Труп Ортуса тяжело задышал в мусоросжигательной печи и закашлялся, хотя ты не услышала ни звука.
Ты видела, как он, дрожа, поднял руку, чтобы прикрыть обнаженную багровую рану. Загрохотал, оживая, механизм печи. Ты развернулась и посмотрела вверх. В будке управления стояла Цитера, залитая ярким белым светом. Она тяжело навалилась на какую-то рукоять и смотрела на тебя мутными мертвыми глазами. Лицо мертвой женщины покрывала засохшая кровь, в грязных волосах виднелись цветочные лепестки.
Плоть была мертва, но живая, горячая, яркая ненависть горела на этом лице. Ты смотрела на ходячий труп в тесной будке, почти видела излучаемый ею гнев. Ты замерла под ее взглядом, а она подалась вперед – двигалась она так, будто бросала вперед все конечности по очереди, как будто ее тело было тяжелей свинца, а каждый сустав хрустел под немыслимой тяжестью. Глядя тебе прямо в глаза, она щелкнула переключателем.
Клапаны застонали и дохнули жаром. Казалось, что заводится какой-то огромный двигатель. Потом Цитера развернулась и, вразнобой выбрасывая вперед конечности, убрела.
Ортус посмотрел на тебя из печи. Глаза его в полумраке казались очень темными. Ты не чувствовала всплеска некромантической силы, не видела попыток спасти себя: третий святой на службе Царя Неумирающего смотрел на тебя… беспомощно. Он лежал перед пламенем, и в груди его зияла дыра.

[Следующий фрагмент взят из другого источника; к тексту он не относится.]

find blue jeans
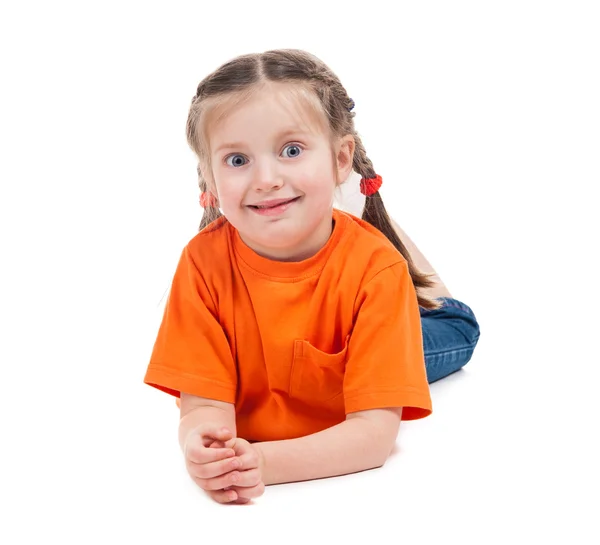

Ты подумала, что сможешь собрать пепел в коробочку и сохранить его. Представила, какой конструкт можно было бы поднять из этих кирпичиков, из костей священной десницы, человека, который в процессе священного перехода использовал чужую душу, чтобы зажечь свое яростное сердце. Ты подумала, что сможешь проспать целых шесть часов подряд, в своей кровати, одна. Ты подумала, что докажешь свое психическое здоровье: Ианте, Мерси, богу. Ты решила следовать за Цитерой, босиком бежать по лестнице, в фильтрационные залы, догнать этого неуклюжего кадавра на ходу. Ты представила, что разрешишь загадку.
А потом ты нарастила на ладонях толстые слои хрящей, схватилась за ручку дверцы и дернула изо всех сил. Дверь не отреагировала. Живая кость рванулась из кончиков твоих пальцев длинными острыми когтями, и ты немедленно обломала их в кровь. Боль отвлекала, и ты заорала в голос, чтобы сосредоточиться. Осколки костей ты превратила в целую паутину из фаланг и плотных костей ладони, прижала эту паутину к дверце, обратила кости жидкостью, а жидкость – жидким прахом в микрометр толщиной, в очень – маленький – конструкт.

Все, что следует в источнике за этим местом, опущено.